The German premiere of Iolanta in Hamburg on 22 December 1892/3 January 1893, conducted by Gustav Mahler, came just two weeks after the opera’s world premiere in St Petersburg and was not just the first performance of Iolanta outside Russia but the second performance of the opera as such. Three days after the Hamburg premiere, Iolanta was also staged at the Schwerin Court Theatre, whose director, Karl von Ledebur, had been persuaded to take on that opera by Pollini. Although Tchaikovsky had promised Pollini that he would attend both the Hamburg and Schwerin premieres, he subsequently changed his mind and did not travel to Germany at the start of 1893. In the summer, though, he received a letter from Pollini imploring him to come to Hamburg for the next season’s revival of Iolanta, as well as to discuss with Mahler and himself the production of The Queen of Spades which they wanted to put on at the Stadt-Theater in the 1893/94 season.
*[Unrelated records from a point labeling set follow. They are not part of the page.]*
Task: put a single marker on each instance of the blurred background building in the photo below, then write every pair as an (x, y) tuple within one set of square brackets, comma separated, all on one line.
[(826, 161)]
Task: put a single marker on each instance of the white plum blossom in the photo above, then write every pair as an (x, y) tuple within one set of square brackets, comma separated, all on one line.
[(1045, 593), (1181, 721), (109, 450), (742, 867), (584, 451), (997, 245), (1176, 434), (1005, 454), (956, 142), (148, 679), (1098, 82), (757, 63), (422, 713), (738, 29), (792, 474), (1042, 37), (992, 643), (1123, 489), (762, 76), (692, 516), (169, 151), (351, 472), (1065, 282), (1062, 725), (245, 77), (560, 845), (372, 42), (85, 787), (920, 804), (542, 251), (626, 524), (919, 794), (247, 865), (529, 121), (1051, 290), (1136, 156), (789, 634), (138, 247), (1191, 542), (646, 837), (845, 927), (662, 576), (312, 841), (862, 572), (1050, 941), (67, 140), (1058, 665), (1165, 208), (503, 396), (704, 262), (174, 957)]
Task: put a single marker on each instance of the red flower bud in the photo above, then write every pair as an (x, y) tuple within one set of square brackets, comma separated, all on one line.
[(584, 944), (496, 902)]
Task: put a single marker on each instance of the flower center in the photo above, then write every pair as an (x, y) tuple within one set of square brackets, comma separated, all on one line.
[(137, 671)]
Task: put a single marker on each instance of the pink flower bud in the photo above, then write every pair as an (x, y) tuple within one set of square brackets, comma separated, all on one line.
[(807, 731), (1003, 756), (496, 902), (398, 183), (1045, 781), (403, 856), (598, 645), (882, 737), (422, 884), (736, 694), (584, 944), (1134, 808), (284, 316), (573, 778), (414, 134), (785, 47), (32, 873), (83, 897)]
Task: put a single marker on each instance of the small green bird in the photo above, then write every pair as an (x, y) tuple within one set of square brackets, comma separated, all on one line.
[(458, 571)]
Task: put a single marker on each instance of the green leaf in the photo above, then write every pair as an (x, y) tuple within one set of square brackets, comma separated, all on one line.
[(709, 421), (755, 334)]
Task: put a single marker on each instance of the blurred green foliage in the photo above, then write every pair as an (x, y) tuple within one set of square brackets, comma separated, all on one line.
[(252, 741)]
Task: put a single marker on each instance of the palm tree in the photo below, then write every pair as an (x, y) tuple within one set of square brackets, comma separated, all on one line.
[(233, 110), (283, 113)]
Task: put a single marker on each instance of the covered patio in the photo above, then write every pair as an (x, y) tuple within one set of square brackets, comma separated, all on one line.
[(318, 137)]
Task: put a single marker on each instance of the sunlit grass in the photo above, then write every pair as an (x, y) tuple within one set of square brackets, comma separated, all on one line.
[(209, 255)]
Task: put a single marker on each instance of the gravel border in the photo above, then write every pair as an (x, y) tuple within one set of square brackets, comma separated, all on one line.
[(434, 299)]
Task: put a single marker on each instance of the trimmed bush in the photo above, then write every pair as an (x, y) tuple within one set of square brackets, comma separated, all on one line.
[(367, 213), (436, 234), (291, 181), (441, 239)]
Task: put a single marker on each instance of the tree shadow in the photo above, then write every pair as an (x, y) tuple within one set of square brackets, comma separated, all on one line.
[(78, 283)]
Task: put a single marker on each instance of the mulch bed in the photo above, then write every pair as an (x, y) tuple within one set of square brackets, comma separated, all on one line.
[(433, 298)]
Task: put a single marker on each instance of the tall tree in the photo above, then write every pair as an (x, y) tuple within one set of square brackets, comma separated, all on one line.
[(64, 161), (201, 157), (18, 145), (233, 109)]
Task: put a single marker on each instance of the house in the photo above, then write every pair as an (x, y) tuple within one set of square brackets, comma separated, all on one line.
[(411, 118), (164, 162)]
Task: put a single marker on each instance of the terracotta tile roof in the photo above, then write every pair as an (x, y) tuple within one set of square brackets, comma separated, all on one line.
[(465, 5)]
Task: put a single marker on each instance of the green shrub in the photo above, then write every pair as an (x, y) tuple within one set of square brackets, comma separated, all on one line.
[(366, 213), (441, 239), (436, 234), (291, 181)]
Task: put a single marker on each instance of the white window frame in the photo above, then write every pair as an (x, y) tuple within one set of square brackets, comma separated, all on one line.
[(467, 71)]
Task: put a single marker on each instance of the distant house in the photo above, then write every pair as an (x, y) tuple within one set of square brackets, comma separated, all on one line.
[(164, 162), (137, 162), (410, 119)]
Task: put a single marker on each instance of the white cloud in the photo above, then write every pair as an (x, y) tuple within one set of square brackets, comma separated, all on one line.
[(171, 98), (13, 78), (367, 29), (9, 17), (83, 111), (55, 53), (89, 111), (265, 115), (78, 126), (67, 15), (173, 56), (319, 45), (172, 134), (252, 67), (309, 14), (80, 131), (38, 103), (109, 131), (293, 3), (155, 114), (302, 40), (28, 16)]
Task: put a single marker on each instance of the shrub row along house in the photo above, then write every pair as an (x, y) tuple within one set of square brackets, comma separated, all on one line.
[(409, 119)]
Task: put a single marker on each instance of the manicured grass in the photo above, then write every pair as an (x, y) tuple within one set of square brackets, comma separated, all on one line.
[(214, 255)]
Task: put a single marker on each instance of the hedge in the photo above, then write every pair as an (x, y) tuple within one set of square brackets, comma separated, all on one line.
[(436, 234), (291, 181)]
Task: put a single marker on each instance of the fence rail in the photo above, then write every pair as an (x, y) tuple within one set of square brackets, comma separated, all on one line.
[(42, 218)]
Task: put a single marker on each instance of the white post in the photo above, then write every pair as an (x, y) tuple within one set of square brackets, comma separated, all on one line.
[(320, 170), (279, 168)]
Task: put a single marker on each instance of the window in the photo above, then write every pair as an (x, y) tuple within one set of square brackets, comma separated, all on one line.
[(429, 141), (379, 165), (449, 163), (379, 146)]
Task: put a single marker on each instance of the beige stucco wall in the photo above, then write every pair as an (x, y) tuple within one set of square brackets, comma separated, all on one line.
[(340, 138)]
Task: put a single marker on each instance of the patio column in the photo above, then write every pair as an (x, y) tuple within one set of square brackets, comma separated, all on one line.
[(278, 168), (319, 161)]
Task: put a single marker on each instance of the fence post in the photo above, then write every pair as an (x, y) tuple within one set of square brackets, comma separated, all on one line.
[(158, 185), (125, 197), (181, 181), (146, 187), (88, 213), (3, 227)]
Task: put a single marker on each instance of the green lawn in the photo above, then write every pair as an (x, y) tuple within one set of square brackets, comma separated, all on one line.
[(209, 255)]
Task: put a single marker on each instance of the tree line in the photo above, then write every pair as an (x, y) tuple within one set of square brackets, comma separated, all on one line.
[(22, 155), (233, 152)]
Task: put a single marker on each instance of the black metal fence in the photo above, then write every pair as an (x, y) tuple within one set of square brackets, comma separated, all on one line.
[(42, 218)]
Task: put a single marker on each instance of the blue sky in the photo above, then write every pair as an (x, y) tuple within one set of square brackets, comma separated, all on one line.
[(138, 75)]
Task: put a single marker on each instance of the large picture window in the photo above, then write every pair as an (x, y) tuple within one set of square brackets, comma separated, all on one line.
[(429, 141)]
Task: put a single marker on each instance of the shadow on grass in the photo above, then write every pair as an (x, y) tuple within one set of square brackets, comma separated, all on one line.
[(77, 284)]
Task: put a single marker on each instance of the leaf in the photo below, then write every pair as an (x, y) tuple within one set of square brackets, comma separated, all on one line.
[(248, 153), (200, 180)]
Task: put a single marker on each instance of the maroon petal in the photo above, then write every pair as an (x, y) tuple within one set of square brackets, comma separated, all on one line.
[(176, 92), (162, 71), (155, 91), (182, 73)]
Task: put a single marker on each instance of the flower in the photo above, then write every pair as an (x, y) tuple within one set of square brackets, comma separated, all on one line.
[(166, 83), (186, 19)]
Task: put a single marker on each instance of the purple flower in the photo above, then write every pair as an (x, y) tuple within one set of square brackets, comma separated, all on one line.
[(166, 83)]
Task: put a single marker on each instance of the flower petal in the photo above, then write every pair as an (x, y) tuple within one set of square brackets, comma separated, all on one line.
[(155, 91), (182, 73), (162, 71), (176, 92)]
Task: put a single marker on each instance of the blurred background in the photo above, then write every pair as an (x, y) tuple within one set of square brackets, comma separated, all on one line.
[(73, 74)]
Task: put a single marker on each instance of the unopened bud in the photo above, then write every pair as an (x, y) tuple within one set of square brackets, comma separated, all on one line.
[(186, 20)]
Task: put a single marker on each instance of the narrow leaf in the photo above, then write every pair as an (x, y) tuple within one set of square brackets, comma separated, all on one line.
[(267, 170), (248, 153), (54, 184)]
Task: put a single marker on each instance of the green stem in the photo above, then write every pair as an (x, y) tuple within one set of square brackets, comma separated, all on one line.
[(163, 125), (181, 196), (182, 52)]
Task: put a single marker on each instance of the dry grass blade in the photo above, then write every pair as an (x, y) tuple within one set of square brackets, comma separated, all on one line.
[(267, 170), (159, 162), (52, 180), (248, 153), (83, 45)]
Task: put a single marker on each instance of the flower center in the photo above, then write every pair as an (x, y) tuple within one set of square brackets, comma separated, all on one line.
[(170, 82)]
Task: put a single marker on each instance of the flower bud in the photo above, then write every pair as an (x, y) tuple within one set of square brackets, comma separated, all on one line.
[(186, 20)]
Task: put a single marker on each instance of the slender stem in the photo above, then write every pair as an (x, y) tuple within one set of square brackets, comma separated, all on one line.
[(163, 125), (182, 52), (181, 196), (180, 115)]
This latter idea did not work out, and in fact The Queen of Spades would not be staged in Hamburg until 1953.
Tchaikovsky did, however, come to Hamburg in September for the revival of Iolanta, which had been enthusiastically reviewed by Josef Sittard at its first performance there eight months earlier. During his brief, and last, stay in the Hanseatic city (25 August/6 September-29 August/10 September 1893) the composer stayed at Pollini’s house, and it was on 26 August/7 September 1893 that he heard Iolanta on the Hamburg stage, again conducted by Gustav Mahler, as part of a double-bill which featured, after the interval, the first performance in Hamburg of Leoncavallo’s Pagliacci, with Bertha Forster-Lauterer (1869-1936) as Nedda. The Czech soprano’s husband, Josef Bohuslaw Forster (1859-1951), left an interesting account of his meeting with Tchaikovsky at Pollini’s house the following day.
Bernhard Pollini (1838-1897). Signature.